Jährliches Umweltprogramm
Strategische Entscheidungen trifft der Umweltlenkungsausschuss: Er definiert die Umweltleitlinien und verabschiedet das jährliche Umweltprogramm. Die treibende Kraft im Hintergrund ist dabei Tamara Finger, Umweltmanagementbeauftragte und Nachhaltigkeitsmanagerin der ENERGIE. Sie verantwortet die Einführung und Pflege des Managementsystems, koordiniert Betriebsprüfungen und Verbesserungsmaßnahmen und ist zentrale Ansprechpartnerin zwischen Team und Unternehmensleitung.

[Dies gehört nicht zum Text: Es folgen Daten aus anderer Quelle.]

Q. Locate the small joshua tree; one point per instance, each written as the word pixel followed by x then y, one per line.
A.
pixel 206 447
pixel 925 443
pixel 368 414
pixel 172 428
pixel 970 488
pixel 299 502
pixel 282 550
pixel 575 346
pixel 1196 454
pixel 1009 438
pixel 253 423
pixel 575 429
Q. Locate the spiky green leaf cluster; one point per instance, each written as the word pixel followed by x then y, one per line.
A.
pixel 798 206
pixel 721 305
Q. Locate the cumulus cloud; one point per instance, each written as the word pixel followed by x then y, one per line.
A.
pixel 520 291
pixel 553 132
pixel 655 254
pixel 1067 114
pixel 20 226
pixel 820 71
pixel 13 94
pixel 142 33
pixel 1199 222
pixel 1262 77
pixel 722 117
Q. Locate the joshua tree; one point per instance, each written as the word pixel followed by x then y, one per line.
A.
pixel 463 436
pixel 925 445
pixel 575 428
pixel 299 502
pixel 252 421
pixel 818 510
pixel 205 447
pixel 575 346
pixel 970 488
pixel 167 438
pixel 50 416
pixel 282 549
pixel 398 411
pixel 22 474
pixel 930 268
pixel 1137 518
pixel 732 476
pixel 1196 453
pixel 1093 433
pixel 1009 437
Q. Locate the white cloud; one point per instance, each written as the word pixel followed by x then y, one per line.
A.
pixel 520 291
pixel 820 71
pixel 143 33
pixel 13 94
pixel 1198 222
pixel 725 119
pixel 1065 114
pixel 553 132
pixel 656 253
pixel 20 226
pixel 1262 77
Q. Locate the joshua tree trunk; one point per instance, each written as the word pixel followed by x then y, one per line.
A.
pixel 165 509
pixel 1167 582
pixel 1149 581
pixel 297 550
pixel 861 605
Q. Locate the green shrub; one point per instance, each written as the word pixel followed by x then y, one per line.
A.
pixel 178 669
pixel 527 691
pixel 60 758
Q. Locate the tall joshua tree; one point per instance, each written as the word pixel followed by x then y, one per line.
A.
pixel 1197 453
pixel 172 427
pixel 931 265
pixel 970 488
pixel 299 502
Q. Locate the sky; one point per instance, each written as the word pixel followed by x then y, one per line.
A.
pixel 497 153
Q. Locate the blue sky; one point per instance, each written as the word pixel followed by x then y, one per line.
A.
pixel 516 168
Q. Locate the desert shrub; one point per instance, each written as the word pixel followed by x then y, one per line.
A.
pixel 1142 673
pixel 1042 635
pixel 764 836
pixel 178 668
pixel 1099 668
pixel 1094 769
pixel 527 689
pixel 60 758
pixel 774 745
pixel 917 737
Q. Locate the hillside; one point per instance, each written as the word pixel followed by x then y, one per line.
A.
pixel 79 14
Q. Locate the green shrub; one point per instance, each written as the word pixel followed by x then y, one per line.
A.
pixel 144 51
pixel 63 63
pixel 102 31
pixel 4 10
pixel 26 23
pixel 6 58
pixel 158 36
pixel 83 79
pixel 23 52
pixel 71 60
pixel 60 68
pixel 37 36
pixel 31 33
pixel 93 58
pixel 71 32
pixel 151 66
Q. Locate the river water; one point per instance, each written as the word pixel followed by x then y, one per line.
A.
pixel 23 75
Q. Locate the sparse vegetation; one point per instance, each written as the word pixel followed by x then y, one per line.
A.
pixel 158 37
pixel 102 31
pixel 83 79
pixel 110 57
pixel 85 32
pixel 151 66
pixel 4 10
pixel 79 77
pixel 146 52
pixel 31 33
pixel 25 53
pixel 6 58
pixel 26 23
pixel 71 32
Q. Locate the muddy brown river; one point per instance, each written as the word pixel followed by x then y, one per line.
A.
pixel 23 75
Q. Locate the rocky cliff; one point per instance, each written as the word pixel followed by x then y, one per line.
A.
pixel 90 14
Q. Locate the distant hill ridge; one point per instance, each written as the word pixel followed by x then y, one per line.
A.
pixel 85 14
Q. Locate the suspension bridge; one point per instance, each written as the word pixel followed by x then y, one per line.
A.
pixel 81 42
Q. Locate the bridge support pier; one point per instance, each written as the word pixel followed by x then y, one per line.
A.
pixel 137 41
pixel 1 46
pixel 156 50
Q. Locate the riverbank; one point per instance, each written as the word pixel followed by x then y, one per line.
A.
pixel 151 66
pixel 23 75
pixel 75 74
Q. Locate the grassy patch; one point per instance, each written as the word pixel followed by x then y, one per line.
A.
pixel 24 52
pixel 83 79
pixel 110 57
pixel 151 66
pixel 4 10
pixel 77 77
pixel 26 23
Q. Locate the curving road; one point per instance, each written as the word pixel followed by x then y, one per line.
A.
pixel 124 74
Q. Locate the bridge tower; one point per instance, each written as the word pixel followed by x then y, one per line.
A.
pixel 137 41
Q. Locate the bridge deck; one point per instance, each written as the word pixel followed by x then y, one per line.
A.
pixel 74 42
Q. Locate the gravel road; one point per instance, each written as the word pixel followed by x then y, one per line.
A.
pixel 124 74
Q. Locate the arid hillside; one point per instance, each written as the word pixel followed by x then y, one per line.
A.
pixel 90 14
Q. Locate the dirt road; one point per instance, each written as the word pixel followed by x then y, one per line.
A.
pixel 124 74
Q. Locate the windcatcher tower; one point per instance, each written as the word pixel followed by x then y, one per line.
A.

Auf Basis der identifizierten Umweltaspekte sowie einer umfassenden Chancen- und Risikoanalyse hat die ENERGIE ein Umweltprogramm mit messbaren Zielen erarbeitet. Das Ziel: ökologische Verantwortung und wirtschaftliches Handeln in Einklang bringen und so einen aktiven Beitrag zur Energiewende und zum Umweltschutz leisten. Das Programm wird regelmäßig bewertet und jährlich fortgeschrieben. Denn EMAS ist kein einmaliger Meilenstein, sondern ein kontinuierlicher Verbesserungsprozess.
Energiewende aktiv gestalten
„Als regionaler Energieversorger fühlen wir uns dazu aufgerufen, durch Eigeninitiative und eigene Investitionen die Energiewende vor Ort aktiv mitzugestalten. Der systematische Ansatz des Umweltmanagementsystems ist dabei eine wichtige Grundlage, um den Umweltschutz in unseren betrieblichen Prozessen sinnvoll zu verankern“, so Tamara Finger.
Der Ausbau der erneuerbaren Energien und die Beteiligung an entsprechenden Projekten war und ist der richtige Weg, gerade angesichts der Herausforderungen auf den Energiemärkten. Die EMAS-Validierung ist dabei kein Abschluss, sondern ein klares Signal: DIE ENERGIE stellt Nachhaltigkeit, Umwelt- und Klimaschutz ganz oben auf ihre Agenda und handelt danach.
Jedes Jahr werden neue Umweltziele gesetzt, um noch ressourcenschonender und energieeffizienter zu wirtschaften. EMAS gibt dabei die konsequente Richtung vor.